The Crown Prosecution Service has withdrawn a case against a Christian pastor who was fined £16,000 for holding a church service for the homeless during the third national lockdown.
Pastor Chez Dyer was told by a magistrate at a hearing at Nottingham Magistrates' Court last week that she would not have to pay the fine and was issued with a defence cost order, meaning her legal fees will now be paid by the government.
The pastor was issued with the fines in February 2021 for running her 'Church on the Streets' ministry in a Nottingham car park.
About 30 people would meet at the car park for a Christian service and food afterwards. The pastor said the congregation followed full social distancing measures.
During a service on 27 February, two police officers arrived, suggesting there had been complaints from members of the public.
They left and later returned in a van that they parked in the entrance, blocking the exit.
The pastor was told the service was an 'illegal gathering'.
Proceedings were filed against her, and she was convicted in her absence.
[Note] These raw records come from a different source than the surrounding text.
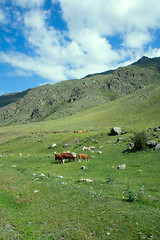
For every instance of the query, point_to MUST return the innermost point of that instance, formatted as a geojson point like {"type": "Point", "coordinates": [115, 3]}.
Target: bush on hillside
{"type": "Point", "coordinates": [140, 139]}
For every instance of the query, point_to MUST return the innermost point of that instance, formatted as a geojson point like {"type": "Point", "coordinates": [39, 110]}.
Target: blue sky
{"type": "Point", "coordinates": [47, 41]}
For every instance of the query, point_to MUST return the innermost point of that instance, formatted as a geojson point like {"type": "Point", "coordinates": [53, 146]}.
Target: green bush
{"type": "Point", "coordinates": [140, 139]}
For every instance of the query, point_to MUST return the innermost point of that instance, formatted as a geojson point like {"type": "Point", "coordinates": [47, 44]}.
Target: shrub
{"type": "Point", "coordinates": [140, 139]}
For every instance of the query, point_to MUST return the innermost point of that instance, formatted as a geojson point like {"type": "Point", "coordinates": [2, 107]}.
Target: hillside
{"type": "Point", "coordinates": [90, 200]}
{"type": "Point", "coordinates": [69, 97]}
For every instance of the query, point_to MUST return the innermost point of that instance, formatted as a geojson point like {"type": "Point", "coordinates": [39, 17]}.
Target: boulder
{"type": "Point", "coordinates": [151, 144]}
{"type": "Point", "coordinates": [83, 167]}
{"type": "Point", "coordinates": [122, 167]}
{"type": "Point", "coordinates": [157, 146]}
{"type": "Point", "coordinates": [115, 131]}
{"type": "Point", "coordinates": [53, 145]}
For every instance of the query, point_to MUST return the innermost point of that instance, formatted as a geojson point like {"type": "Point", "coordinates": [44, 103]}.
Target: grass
{"type": "Point", "coordinates": [40, 199]}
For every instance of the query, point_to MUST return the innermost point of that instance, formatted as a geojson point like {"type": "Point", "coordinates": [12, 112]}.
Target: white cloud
{"type": "Point", "coordinates": [2, 16]}
{"type": "Point", "coordinates": [85, 47]}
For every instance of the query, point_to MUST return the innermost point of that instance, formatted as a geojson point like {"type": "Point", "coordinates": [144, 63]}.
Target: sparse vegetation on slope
{"type": "Point", "coordinates": [40, 199]}
{"type": "Point", "coordinates": [69, 97]}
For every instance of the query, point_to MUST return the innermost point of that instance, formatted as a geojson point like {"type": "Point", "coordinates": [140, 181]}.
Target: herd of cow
{"type": "Point", "coordinates": [60, 158]}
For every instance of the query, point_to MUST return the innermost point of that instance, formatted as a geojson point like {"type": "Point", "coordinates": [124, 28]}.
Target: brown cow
{"type": "Point", "coordinates": [68, 156]}
{"type": "Point", "coordinates": [83, 156]}
{"type": "Point", "coordinates": [59, 158]}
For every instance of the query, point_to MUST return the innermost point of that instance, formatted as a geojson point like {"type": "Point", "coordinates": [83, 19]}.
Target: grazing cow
{"type": "Point", "coordinates": [83, 156]}
{"type": "Point", "coordinates": [68, 156]}
{"type": "Point", "coordinates": [59, 158]}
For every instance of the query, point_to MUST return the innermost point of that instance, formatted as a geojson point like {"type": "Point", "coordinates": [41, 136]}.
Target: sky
{"type": "Point", "coordinates": [47, 41]}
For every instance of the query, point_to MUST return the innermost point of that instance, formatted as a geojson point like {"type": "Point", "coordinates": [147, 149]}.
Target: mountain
{"type": "Point", "coordinates": [69, 97]}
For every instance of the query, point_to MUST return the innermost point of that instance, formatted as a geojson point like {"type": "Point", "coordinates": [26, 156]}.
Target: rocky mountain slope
{"type": "Point", "coordinates": [72, 96]}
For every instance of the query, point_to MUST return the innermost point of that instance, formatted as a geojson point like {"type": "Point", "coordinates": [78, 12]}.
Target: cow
{"type": "Point", "coordinates": [68, 156]}
{"type": "Point", "coordinates": [59, 158]}
{"type": "Point", "coordinates": [83, 156]}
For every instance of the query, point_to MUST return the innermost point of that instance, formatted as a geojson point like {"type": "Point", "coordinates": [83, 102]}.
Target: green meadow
{"type": "Point", "coordinates": [40, 199]}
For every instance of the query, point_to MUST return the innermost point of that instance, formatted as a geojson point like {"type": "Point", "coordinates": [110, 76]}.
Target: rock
{"type": "Point", "coordinates": [119, 140]}
{"type": "Point", "coordinates": [53, 145]}
{"type": "Point", "coordinates": [92, 147]}
{"type": "Point", "coordinates": [86, 148]}
{"type": "Point", "coordinates": [157, 146]}
{"type": "Point", "coordinates": [83, 167]}
{"type": "Point", "coordinates": [122, 167]}
{"type": "Point", "coordinates": [65, 145]}
{"type": "Point", "coordinates": [157, 129]}
{"type": "Point", "coordinates": [115, 131]}
{"type": "Point", "coordinates": [86, 180]}
{"type": "Point", "coordinates": [99, 152]}
{"type": "Point", "coordinates": [74, 154]}
{"type": "Point", "coordinates": [131, 145]}
{"type": "Point", "coordinates": [151, 144]}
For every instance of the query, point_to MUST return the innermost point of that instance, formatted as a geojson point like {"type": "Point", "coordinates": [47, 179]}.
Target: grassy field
{"type": "Point", "coordinates": [40, 199]}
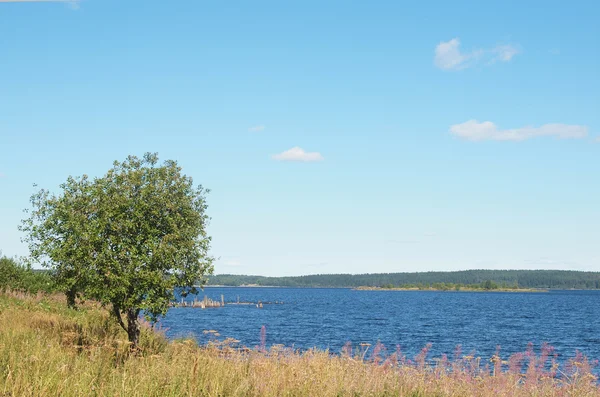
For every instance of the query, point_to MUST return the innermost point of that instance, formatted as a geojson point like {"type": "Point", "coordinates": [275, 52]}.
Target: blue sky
{"type": "Point", "coordinates": [336, 137]}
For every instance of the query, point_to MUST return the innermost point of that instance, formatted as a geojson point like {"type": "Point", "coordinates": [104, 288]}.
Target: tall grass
{"type": "Point", "coordinates": [47, 349]}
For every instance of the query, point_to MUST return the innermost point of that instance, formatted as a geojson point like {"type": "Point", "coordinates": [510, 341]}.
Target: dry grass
{"type": "Point", "coordinates": [49, 350]}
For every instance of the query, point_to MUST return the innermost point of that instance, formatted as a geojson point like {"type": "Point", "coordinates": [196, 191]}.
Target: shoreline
{"type": "Point", "coordinates": [453, 290]}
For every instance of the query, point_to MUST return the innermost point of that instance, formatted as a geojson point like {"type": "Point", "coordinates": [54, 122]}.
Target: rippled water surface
{"type": "Point", "coordinates": [328, 318]}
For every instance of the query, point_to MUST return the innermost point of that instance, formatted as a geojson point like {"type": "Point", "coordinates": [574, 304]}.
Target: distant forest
{"type": "Point", "coordinates": [554, 279]}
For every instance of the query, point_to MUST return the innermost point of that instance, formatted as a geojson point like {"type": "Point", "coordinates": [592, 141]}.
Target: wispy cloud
{"type": "Point", "coordinates": [448, 55]}
{"type": "Point", "coordinates": [473, 130]}
{"type": "Point", "coordinates": [40, 1]}
{"type": "Point", "coordinates": [298, 154]}
{"type": "Point", "coordinates": [257, 128]}
{"type": "Point", "coordinates": [73, 4]}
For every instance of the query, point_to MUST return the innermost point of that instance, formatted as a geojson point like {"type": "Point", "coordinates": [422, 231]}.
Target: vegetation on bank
{"type": "Point", "coordinates": [14, 274]}
{"type": "Point", "coordinates": [126, 239]}
{"type": "Point", "coordinates": [544, 279]}
{"type": "Point", "coordinates": [48, 349]}
{"type": "Point", "coordinates": [487, 285]}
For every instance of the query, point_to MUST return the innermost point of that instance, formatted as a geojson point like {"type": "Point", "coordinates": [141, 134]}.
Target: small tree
{"type": "Point", "coordinates": [127, 239]}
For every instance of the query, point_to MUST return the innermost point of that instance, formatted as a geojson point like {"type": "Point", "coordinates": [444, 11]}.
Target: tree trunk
{"type": "Point", "coordinates": [133, 327]}
{"type": "Point", "coordinates": [71, 295]}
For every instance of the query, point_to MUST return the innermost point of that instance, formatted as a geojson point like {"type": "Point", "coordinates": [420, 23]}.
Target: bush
{"type": "Point", "coordinates": [14, 275]}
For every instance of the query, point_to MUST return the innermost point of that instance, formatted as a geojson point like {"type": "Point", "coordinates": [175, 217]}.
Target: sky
{"type": "Point", "coordinates": [335, 136]}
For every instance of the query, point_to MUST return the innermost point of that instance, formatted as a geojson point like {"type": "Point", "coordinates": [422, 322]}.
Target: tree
{"type": "Point", "coordinates": [127, 239]}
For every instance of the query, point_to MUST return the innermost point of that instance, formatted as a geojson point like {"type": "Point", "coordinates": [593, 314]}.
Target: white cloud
{"type": "Point", "coordinates": [504, 53]}
{"type": "Point", "coordinates": [448, 55]}
{"type": "Point", "coordinates": [256, 128]}
{"type": "Point", "coordinates": [473, 130]}
{"type": "Point", "coordinates": [298, 154]}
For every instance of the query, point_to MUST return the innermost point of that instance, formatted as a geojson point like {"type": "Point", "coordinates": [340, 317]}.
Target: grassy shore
{"type": "Point", "coordinates": [47, 349]}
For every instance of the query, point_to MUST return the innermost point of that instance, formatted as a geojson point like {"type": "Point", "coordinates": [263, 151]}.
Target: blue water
{"type": "Point", "coordinates": [328, 318]}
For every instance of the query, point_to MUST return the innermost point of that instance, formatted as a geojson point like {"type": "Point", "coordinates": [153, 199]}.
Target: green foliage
{"type": "Point", "coordinates": [557, 279]}
{"type": "Point", "coordinates": [126, 239]}
{"type": "Point", "coordinates": [17, 276]}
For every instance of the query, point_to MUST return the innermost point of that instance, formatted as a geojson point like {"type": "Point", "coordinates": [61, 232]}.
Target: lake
{"type": "Point", "coordinates": [328, 318]}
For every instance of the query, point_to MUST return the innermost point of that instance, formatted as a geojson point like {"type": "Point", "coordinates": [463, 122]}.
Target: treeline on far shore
{"type": "Point", "coordinates": [544, 279]}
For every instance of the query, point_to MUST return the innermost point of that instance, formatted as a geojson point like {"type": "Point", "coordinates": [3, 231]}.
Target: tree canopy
{"type": "Point", "coordinates": [126, 239]}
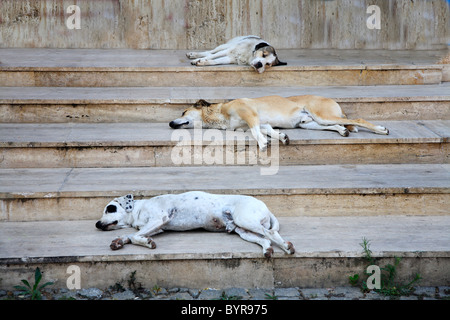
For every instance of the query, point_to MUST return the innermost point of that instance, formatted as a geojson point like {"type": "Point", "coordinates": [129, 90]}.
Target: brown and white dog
{"type": "Point", "coordinates": [262, 114]}
{"type": "Point", "coordinates": [249, 50]}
The pastor said she was unaware of the proceedings.
In her absence, the court issued a £16,000 fine (in addition to a £190 victim surcharge and £85 costs).
Before the latest hearing Christian Legal Centre lawyers indicated to the Crown Prosecution Service (CPS) and the court that they would be asking for the case to be reopened and submitted that the fine had been issued at 'the highest possible level' and was 'given to a church leader for essentially charitable actions.'
Andrea Williams, chief executive of the Christian Legal Centre, who backed Pastor Chez's case, said: "We are delighted that common sense has finally prevailed and that the huge fine will not have to be paid.
"We hope this story sends a clear message to the government and police of the vital role Christian ministry plays in our communities and how it must be protected, supported and encouraged at all times."